ARM-64 Architecture

Performance Benchmark

hardware

programming

Author

Hongyang Zhou

Published

September 10, 2020

There is probably a ongoing trend of adopting arm chips to commercial and even high performance computing world. I got a chance to try out the new Raspberry Pi 4 with 64-bit quad core processor running at 1.5 GHz and 8 GB of memory. The base frequency is 0.6 GHz, and when running tasks, it will reach 1.5 GHz. The baseline temperature at 0.6 GHz is 41 degrees Celcius. Earlier this year they launched a true 64-bit Linux distribution for arm. Now it’s time to get a first-hand feeling about it.

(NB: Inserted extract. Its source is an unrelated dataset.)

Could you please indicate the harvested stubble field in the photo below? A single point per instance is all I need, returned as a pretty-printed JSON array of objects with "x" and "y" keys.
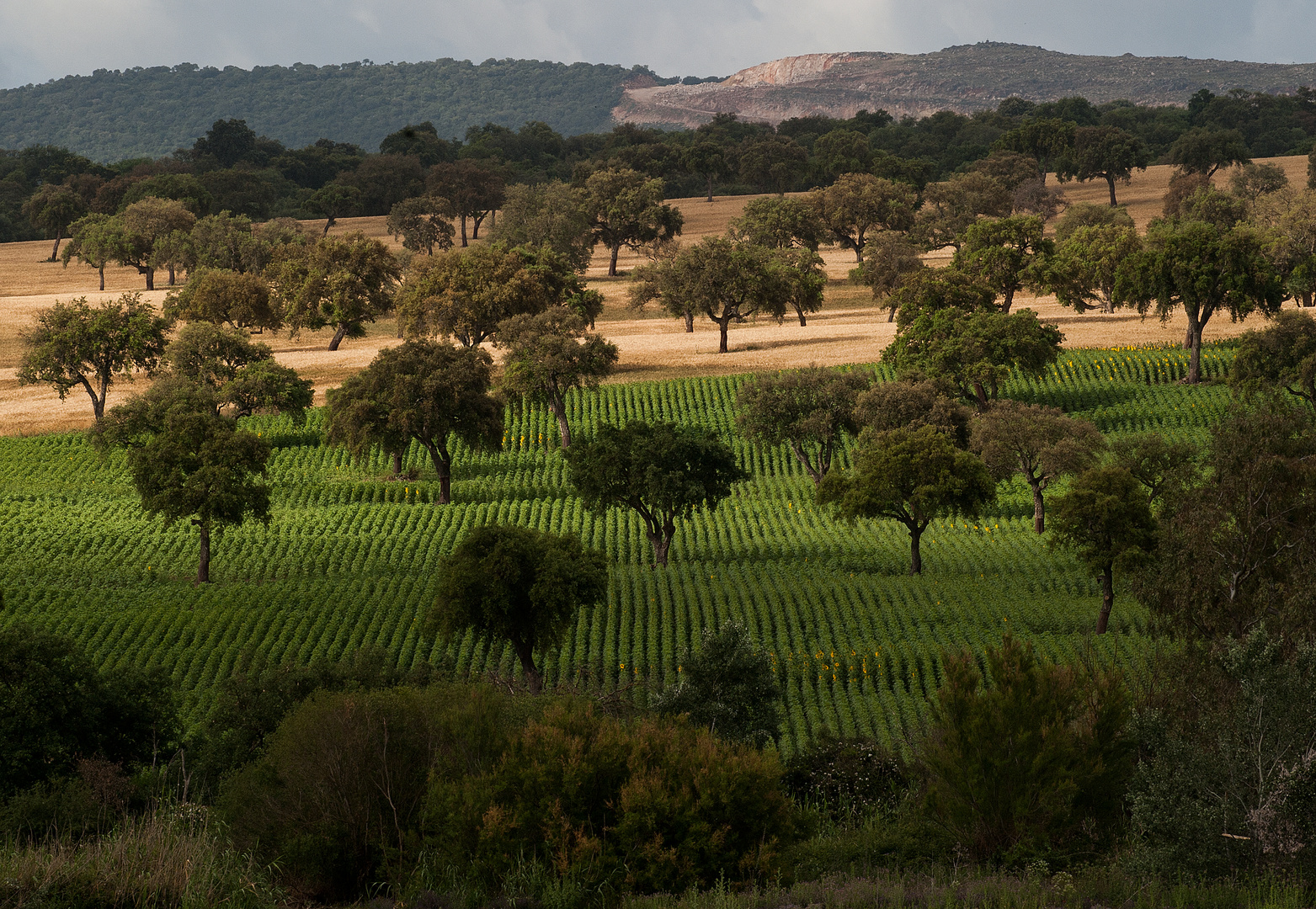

Julia has an official distribution for the 64-bit arm system. Running my unit test for the Batsrus.jl package takes 33.2 seconds, while on my MacBookPro 2016 it’s around 9.5 seconds. So it’s about 3.5x slower on a single core. It is possible to overclock to about 2.05 GHz. At this clock rate, the test finishes in 27.4 seconds, with highest temperature reaching 47.7 degrees Celcius.

I tried to test my plotting package in Julia, but had no luck in a successful installation.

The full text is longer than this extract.